A rescue plane has to drop supplies to a group of castaways who are stranded on a deserted island. The plane is flying as 150 m/s at a level altitude of 1200 m. How far ahead of the landing zone should the plane release the supplies?
I'm not even sure how to start this one. Could someone maybe tell me which step(s) I need to take?
Compute the time T required for the package to reach the ground, using
(1/2) gT^2 = H (altitude)
T = sqrt (2H/g)
Then use the horizontal equation of motion to get the distance d ahead of the target to release the sup-plies
d = V T = V sqrt (2H/g)
Thanks, I got it now. :)
To determine how far ahead of the landing zone the plane should release the supplies, you need to calculate the horizontal distance traveled by the plane during the time it takes for the supplies to reach the ground. Here are the steps you can follow to solve this problem:
1. Start by finding the time it takes for the supplies to fall to the ground. To do this, you can use the equation of motion for vertical motion:
h = (1/2) * g * t^2
Where:
- h is the initial vertical height (1200 m)

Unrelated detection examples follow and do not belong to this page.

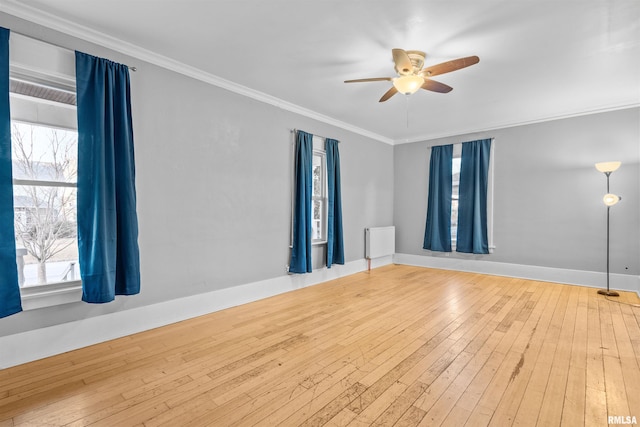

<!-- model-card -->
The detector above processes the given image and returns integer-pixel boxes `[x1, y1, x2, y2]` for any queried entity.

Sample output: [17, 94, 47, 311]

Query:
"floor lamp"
[596, 162, 622, 297]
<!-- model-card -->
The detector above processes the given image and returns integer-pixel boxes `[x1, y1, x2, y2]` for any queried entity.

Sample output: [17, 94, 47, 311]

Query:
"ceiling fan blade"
[421, 79, 453, 93]
[419, 56, 480, 77]
[378, 86, 398, 102]
[391, 49, 413, 75]
[344, 77, 392, 83]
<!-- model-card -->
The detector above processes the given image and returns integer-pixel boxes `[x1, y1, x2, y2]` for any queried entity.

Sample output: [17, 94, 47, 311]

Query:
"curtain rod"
[289, 128, 340, 144]
[9, 29, 138, 73]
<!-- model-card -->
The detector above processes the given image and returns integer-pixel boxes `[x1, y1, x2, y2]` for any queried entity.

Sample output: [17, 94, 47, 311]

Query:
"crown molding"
[392, 102, 640, 145]
[0, 0, 394, 145]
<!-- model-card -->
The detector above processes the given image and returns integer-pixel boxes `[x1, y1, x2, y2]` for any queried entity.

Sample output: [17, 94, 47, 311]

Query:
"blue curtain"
[422, 144, 453, 252]
[0, 27, 22, 317]
[456, 139, 491, 254]
[289, 130, 313, 273]
[76, 52, 140, 303]
[325, 138, 344, 268]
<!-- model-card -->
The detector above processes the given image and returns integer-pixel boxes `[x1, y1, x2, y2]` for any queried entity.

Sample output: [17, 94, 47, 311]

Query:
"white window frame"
[451, 142, 496, 254]
[286, 132, 329, 249]
[311, 147, 329, 245]
[9, 32, 82, 310]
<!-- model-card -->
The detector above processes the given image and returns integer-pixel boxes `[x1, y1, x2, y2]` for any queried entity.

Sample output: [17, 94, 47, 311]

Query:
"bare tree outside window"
[11, 122, 78, 284]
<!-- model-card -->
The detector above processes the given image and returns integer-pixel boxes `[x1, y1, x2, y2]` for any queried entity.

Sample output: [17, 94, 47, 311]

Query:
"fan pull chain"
[404, 95, 409, 129]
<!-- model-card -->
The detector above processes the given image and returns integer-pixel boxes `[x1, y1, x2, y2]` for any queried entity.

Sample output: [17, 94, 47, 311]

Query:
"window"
[311, 136, 328, 243]
[451, 144, 462, 249]
[9, 34, 80, 309]
[451, 144, 495, 252]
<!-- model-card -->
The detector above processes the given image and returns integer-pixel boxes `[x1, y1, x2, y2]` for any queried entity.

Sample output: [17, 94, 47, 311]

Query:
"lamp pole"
[598, 171, 620, 297]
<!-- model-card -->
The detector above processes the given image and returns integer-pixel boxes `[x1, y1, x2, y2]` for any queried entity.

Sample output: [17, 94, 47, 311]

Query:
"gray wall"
[394, 108, 640, 275]
[0, 13, 393, 336]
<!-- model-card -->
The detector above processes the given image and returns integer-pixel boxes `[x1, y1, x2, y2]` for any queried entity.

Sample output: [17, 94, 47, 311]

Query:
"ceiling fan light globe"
[393, 75, 424, 95]
[596, 162, 621, 173]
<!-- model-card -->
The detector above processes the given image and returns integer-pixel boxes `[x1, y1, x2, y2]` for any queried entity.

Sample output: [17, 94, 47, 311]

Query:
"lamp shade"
[393, 76, 424, 95]
[596, 162, 621, 173]
[602, 193, 622, 206]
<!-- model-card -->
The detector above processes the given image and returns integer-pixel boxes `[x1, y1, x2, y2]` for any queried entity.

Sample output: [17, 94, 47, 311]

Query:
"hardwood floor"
[0, 266, 640, 427]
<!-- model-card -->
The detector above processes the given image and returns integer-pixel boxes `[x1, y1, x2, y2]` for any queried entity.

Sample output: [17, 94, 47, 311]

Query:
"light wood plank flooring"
[0, 266, 640, 427]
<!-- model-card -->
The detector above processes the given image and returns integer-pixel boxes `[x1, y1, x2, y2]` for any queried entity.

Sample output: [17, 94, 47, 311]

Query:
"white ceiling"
[0, 0, 640, 143]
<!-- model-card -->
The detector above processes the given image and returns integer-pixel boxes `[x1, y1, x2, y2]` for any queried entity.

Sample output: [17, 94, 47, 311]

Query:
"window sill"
[20, 280, 82, 311]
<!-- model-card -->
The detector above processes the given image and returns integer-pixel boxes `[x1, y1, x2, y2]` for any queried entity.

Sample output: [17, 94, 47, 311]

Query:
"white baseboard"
[393, 254, 640, 296]
[0, 256, 392, 369]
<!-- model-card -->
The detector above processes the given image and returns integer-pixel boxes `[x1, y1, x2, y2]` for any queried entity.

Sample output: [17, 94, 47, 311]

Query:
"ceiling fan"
[345, 49, 480, 102]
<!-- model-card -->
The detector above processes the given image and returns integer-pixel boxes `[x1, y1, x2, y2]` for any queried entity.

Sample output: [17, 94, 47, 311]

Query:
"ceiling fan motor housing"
[400, 50, 427, 75]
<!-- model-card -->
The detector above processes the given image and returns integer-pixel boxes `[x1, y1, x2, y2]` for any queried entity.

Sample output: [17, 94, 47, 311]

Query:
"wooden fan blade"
[378, 86, 398, 102]
[420, 56, 480, 77]
[391, 49, 413, 75]
[421, 79, 453, 93]
[344, 77, 392, 83]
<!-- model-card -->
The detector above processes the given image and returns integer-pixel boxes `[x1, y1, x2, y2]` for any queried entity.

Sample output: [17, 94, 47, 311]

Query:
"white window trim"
[311, 147, 329, 245]
[451, 138, 496, 254]
[9, 32, 82, 311]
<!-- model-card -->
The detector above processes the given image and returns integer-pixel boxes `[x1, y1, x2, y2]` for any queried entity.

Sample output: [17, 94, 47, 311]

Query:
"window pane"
[451, 157, 462, 246]
[11, 122, 78, 183]
[11, 122, 80, 286]
[13, 185, 80, 286]
[313, 154, 322, 197]
[311, 200, 324, 240]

- g is the acceleration due to gravity (approximately 9.8 m/s^2)
- t is the time it takes for the supplies to fall
Rearranging the equation to solve for time, t:
t = sqrt((2h) / g)
2. Substitute the given values into the equation to calculate the time:
t = sqrt((2 * 1200 m) / (9.8 m/s^2))
3. Calculate the time, t.
4. Now, you can calculate the horizontal distance traveled by the plane during this time. Since the plane is flying at a constant horizontal speed of 150 m/s:
Distance = Time * Horizontal speed
Distance = t * 150 m/s
5. Plug in the calculated value of time, t, into the equation to find the horizontal distance traveled by the plane.
By following these steps, you will be able to determine how far ahead of the landing zone the plane should release the supplies.